A non-profit plans to build some 50 homes for the low income families in rural parts of Tabasco which will replace their makeshift sheds

You may have heard or even seen a 3D printed house of a building, but how about an entire neighborhood built entirely using 3D printing technique? Sounds crazy, but that's exactly what's happening in rural Mexico. The first of its kind in the entire world.

According to a CNN report a non-profit housing organization is planning to build some 50 homes using 3D printing technology in the rural areas of Tabasco, a state in the southeastern part of Mexico.

Homes are for families with low income

The homes will reportedly be built to house families of people with very low incomes. Rural Tabasco has some of the lowest family incomes in South America, and as per the report, the community involved in the project has an average median family income of just around $76.50 per month.

The non-profit behind the project called New Story, a company founded about five years ago with an aim to end global homelessness is working in collaboration with 3D printing company Icon, which will be providing the construction and 3D printing expertise for the project. Icon will be using its Vulcan II 3D printer to print the homes. The advanced 3D printer is already involved in printing prototype homes for homeless people in the American state of Texas.
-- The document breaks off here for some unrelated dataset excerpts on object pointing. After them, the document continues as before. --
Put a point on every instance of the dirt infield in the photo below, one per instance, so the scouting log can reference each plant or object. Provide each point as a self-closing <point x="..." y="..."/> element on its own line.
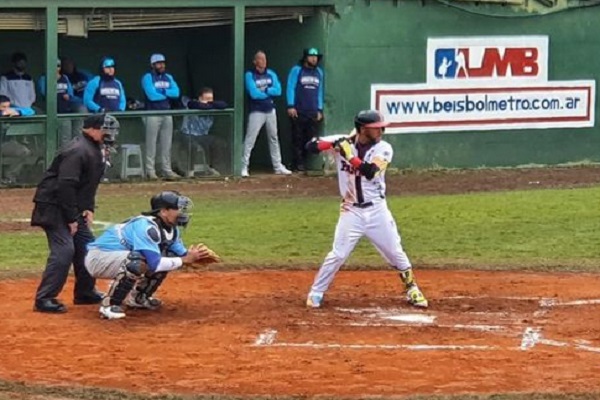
<point x="244" y="333"/>
<point x="249" y="333"/>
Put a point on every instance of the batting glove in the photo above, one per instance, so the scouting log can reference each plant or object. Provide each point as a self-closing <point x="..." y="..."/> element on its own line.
<point x="344" y="147"/>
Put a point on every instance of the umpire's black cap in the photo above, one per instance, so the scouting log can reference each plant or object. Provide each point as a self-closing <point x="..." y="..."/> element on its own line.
<point x="94" y="121"/>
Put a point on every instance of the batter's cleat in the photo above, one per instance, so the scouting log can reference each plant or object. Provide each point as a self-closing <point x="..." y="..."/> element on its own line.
<point x="314" y="300"/>
<point x="416" y="298"/>
<point x="282" y="171"/>
<point x="143" y="302"/>
<point x="111" y="312"/>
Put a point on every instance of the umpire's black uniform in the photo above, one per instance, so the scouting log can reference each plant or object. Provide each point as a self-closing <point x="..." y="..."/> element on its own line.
<point x="67" y="189"/>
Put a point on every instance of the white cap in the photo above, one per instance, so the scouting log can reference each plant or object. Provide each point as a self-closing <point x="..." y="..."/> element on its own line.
<point x="157" y="58"/>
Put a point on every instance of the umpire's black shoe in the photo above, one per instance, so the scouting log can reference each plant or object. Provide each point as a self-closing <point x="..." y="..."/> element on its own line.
<point x="49" y="306"/>
<point x="94" y="297"/>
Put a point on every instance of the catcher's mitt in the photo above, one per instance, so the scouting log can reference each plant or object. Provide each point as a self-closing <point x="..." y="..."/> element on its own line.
<point x="208" y="256"/>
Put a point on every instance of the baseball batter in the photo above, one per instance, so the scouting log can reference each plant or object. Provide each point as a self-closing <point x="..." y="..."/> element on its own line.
<point x="361" y="159"/>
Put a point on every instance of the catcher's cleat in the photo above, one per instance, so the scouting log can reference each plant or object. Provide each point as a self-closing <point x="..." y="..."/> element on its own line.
<point x="111" y="312"/>
<point x="141" y="301"/>
<point x="314" y="300"/>
<point x="416" y="298"/>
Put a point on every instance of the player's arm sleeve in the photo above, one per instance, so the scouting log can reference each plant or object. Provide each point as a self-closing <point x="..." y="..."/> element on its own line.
<point x="290" y="91"/>
<point x="173" y="90"/>
<point x="321" y="96"/>
<point x="88" y="95"/>
<point x="149" y="90"/>
<point x="275" y="89"/>
<point x="122" y="98"/>
<point x="42" y="85"/>
<point x="69" y="88"/>
<point x="31" y="92"/>
<point x="252" y="89"/>
<point x="3" y="85"/>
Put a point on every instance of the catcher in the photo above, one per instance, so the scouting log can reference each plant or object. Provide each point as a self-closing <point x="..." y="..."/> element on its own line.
<point x="139" y="253"/>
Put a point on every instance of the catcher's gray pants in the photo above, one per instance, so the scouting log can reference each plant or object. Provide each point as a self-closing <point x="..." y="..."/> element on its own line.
<point x="378" y="225"/>
<point x="105" y="264"/>
<point x="64" y="250"/>
<point x="256" y="120"/>
<point x="159" y="128"/>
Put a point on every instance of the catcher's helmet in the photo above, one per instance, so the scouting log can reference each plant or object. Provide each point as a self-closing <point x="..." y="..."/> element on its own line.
<point x="369" y="119"/>
<point x="172" y="200"/>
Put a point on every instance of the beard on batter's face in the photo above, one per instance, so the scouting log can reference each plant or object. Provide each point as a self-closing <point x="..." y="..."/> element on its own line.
<point x="371" y="135"/>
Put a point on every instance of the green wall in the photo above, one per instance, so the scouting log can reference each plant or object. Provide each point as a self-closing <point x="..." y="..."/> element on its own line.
<point x="386" y="43"/>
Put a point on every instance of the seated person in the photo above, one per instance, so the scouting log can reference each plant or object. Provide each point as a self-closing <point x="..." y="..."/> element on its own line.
<point x="12" y="148"/>
<point x="196" y="129"/>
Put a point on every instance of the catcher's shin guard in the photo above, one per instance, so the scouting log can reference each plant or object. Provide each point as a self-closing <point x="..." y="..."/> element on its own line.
<point x="141" y="296"/>
<point x="125" y="280"/>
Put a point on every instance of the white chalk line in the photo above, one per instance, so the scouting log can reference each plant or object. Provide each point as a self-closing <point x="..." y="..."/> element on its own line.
<point x="476" y="327"/>
<point x="267" y="338"/>
<point x="533" y="336"/>
<point x="414" y="347"/>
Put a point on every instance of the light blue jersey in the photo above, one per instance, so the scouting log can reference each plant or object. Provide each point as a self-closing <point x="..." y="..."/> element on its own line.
<point x="141" y="234"/>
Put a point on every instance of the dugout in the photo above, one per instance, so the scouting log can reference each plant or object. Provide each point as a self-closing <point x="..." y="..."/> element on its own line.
<point x="206" y="43"/>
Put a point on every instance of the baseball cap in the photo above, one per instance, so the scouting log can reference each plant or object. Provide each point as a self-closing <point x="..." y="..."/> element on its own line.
<point x="157" y="58"/>
<point x="108" y="62"/>
<point x="94" y="121"/>
<point x="312" y="51"/>
<point x="370" y="119"/>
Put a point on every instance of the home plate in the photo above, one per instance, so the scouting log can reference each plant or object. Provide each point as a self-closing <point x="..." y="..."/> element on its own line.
<point x="411" y="318"/>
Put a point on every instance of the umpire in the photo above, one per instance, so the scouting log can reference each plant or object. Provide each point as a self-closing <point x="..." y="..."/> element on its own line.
<point x="64" y="208"/>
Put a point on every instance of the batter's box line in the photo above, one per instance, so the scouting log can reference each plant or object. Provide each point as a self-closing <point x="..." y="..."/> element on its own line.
<point x="268" y="338"/>
<point x="474" y="327"/>
<point x="532" y="336"/>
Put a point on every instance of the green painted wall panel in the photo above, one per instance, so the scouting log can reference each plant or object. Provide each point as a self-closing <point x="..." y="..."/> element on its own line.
<point x="385" y="43"/>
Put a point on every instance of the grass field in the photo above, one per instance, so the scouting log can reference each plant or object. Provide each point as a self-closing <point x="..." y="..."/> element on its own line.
<point x="533" y="229"/>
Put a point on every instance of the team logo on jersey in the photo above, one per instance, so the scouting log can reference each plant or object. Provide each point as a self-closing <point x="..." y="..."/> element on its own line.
<point x="348" y="168"/>
<point x="153" y="234"/>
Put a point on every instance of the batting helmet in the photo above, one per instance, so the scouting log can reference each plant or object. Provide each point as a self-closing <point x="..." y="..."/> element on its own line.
<point x="369" y="119"/>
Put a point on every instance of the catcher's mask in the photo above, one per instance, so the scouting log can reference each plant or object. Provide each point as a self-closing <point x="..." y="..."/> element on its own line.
<point x="172" y="200"/>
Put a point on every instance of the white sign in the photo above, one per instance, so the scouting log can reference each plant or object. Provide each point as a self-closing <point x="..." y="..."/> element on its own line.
<point x="472" y="61"/>
<point x="421" y="108"/>
<point x="486" y="83"/>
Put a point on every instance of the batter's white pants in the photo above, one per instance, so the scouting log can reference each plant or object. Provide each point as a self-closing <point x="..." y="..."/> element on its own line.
<point x="256" y="120"/>
<point x="378" y="225"/>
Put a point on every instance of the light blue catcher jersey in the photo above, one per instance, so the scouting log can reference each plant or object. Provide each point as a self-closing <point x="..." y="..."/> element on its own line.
<point x="139" y="234"/>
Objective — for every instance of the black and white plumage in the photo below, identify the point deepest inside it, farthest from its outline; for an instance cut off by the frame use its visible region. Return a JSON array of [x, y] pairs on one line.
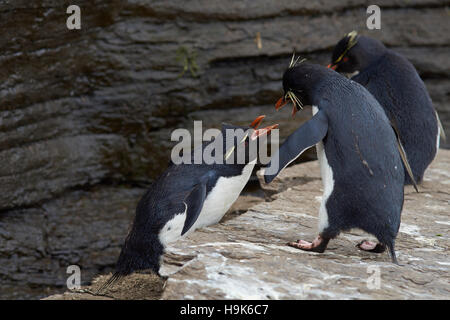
[[185, 197], [360, 163], [395, 83]]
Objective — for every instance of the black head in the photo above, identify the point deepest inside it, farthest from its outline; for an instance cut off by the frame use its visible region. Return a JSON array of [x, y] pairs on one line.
[[300, 83], [354, 53], [241, 142]]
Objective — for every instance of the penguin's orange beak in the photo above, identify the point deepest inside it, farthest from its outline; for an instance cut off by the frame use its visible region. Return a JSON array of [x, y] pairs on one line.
[[281, 103], [332, 66], [263, 131]]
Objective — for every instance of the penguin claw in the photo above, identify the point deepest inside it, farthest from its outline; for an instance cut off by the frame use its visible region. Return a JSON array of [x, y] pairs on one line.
[[371, 246], [318, 245]]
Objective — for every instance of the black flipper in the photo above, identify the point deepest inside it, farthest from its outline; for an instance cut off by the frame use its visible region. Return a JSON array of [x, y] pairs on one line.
[[194, 203], [402, 152], [309, 134], [441, 128]]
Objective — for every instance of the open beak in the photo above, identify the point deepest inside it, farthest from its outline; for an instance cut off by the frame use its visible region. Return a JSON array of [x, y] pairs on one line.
[[332, 66], [260, 132], [282, 102]]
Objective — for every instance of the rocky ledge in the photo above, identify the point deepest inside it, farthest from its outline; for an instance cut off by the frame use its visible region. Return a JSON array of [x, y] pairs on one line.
[[246, 257]]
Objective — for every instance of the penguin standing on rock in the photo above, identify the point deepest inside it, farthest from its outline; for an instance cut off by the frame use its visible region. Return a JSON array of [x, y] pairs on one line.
[[360, 162], [186, 197], [394, 82]]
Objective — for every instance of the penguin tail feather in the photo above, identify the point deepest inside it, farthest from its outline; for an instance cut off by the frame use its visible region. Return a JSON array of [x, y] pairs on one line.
[[392, 252], [112, 280]]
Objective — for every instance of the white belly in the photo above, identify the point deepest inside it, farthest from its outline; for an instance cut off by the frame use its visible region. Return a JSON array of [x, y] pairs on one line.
[[327, 180], [216, 204], [222, 196]]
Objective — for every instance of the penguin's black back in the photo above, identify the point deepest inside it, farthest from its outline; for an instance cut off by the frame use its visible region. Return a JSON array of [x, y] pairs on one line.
[[361, 149], [394, 82]]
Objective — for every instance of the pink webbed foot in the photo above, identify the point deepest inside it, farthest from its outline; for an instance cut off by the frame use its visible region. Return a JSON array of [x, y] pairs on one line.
[[319, 244], [371, 246]]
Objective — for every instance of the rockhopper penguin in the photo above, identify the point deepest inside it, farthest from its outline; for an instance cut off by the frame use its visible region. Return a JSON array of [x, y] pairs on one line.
[[360, 162], [395, 83], [186, 197]]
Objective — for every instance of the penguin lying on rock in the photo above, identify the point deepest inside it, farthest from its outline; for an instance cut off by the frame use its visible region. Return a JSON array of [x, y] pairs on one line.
[[360, 161], [186, 197], [394, 82]]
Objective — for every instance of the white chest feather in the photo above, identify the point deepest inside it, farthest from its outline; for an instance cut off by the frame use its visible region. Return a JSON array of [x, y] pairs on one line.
[[218, 201], [327, 180], [222, 196]]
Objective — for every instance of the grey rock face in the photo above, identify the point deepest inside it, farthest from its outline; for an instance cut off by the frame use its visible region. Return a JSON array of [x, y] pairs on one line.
[[246, 257]]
Will replace makeshift sheds

As of now, in the Tabasco project two houses have already been built and they aren't just prototypes, but full-fledged homes. The plan is to build 50 homes by the end of 2020. These 3D printed homes will be replacing makeshift wooden and metal structures that the community had built for shelter.

The 3D printed homes all of 500 square feet consist of a living room, kitchen, bathroom, and two bedrooms and are designed to withstand any natural calamity which is good news for the people because rural Tabasco is a seismic zone which witnesses occasional earthquakes and even floods, according to the report. Meanwhile, the families that will be living in these homes were consulted regarding the design of the home they wished, according to the report.

Building of houses in full-swing

The construction/printing of the homes is in full swing. Each home takes approximately 24 hours to print and the Vulcan II can print two houses at the same time, which is almost twice as fast as a building traditional house which would normally take a day or two to complete. Let's just hope the new abodes will keep the people safe and appreciate the use of technology for such noble causes.

This noble project will be the first of its kind project for New Story which has so far constructed over 2,700 houses across South America all using traditional building methods.